Wavelet transform coherence

Wavelet transform coherence (WTC) is a method for analyzing the coherence and phase lag between two time series as a function of both time and frequency. This method was implemented through the WaveletComp package provided by R (https://www.r-project.org/). It can be defined as follows:

$${R}_{xy}^{2}=\frac{{|S({W}_{xy})|}^{2}}{S({|{W}_{x}|}^{2})S({|{W}_{y}|}^{2})}$$
(8)

where S is the smoothing operator; Wx is continuous wavelet transform of time series x(t); Wy is continuous wavelet transform of time series y(t); Wxy is the cross-wavelet power of two time series x(t) and y(t).

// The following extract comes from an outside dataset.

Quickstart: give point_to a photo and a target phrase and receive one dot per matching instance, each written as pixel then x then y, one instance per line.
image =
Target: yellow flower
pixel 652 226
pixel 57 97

The cross-wavelet power wxy between two time series (x(t), y(t)) is defined as follows:

$${W}_{xy}={W}_{x}{W}_{y}^{\ast }$$
(9)

where Wx is continuous wavelet transform of time series x(t); \({W}_{y}^{\ast }\) is the complex conjugate of continuous wavelet transform of time series y(t).

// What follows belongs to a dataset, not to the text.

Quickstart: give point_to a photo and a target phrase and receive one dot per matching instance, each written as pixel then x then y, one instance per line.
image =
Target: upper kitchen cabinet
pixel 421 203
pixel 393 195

Analysis of relationship between NDVI and meteorological parameters

The Pearson correlation coefficients between the NDVI and the meteorological parameters were calculated to analyze the relationships between NDVI and meteorological parameters. Considering the effects of interactions between air temperature, precipitation and net radiation on the NDVI, the partial correlation coefficients between the NDVI and meteorological variables were also calculated to determine the main meteorological driving factors that affect NDVI variations. The formula of the Pearson correlation coefficient can be written as follows:

$${P}_{X,Y}=\frac{{\rm{cov}}(X,Y)}{{\sigma }_{X}{\sigma }_{Y}}=\frac{E[(X-{\mu }_{X})(Y-{\mu }_{Y})]}{{\sigma }_{X}{\sigma }_{Y}}$$
(10)

where PX,Y is the Pearson correlation coefficient between X and Y; cov (X, Y) is the covariance between X and Y; σx is the standard deviation for X; σY is the standard deviation for Y; μx is the mean of X; and μY is the mean of Y.

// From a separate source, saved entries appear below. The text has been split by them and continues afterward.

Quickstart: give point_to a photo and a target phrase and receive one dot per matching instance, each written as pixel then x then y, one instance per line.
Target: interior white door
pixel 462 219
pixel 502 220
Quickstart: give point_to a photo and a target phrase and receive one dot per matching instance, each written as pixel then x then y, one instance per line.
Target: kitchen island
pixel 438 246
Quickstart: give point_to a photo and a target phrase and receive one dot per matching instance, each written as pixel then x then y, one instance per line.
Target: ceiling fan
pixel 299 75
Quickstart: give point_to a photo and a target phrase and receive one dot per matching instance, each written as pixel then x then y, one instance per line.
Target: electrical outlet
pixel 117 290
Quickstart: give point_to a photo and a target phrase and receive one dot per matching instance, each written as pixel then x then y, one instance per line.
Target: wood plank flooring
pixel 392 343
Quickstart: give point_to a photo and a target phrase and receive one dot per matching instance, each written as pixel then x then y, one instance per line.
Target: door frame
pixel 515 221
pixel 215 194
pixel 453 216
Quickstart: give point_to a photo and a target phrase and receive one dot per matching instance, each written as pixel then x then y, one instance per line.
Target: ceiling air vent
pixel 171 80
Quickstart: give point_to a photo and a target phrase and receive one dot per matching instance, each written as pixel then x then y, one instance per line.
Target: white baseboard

Calculation of time lags between NDVI and meteorological parameters

The meteorological and NDVI data were collected in 10-day intervals (i.e., January 1 to 10 is the 1st time unit; December 20 to 31 is the 36th time unit). Taking spring as an example to analyze time lags of the NDVI response to climate parameters, a correlative coefficient was calculated using the meteorological data (from the 7th time unit to the 15th time unit) combined the NDVI data (from the 7th time unit to the 15th time unit). Thereafter, the previous meteorological factor duration set (from the 6th time unit to the 14th time unit) was combined with the NDVI dataset (still from the 7th time unit to the 15th time unit) to calculate the second correlative coefficient, and so on. Finally, time lags were determined using Eq. (11):

$$\rho =\,\max \,[{\rho }_{0},{\rho }_{1},{\rho }_{2},{\rho }_{3},\,\mathrm{.....},\,{\rho }_{i}]$$
(11)

where ρ is the lag correlation coefficient; and ρi is the Pearson correlation coefficient between NDVI and meteorological parameters of i times ten days earlier than the NDVI time unit. If ρ = ρi (i = 0, 1, 2, 3, 4, ….., 9), then time lags are 0, 10, 20, 30, 40, ……, 90 days, accordingly.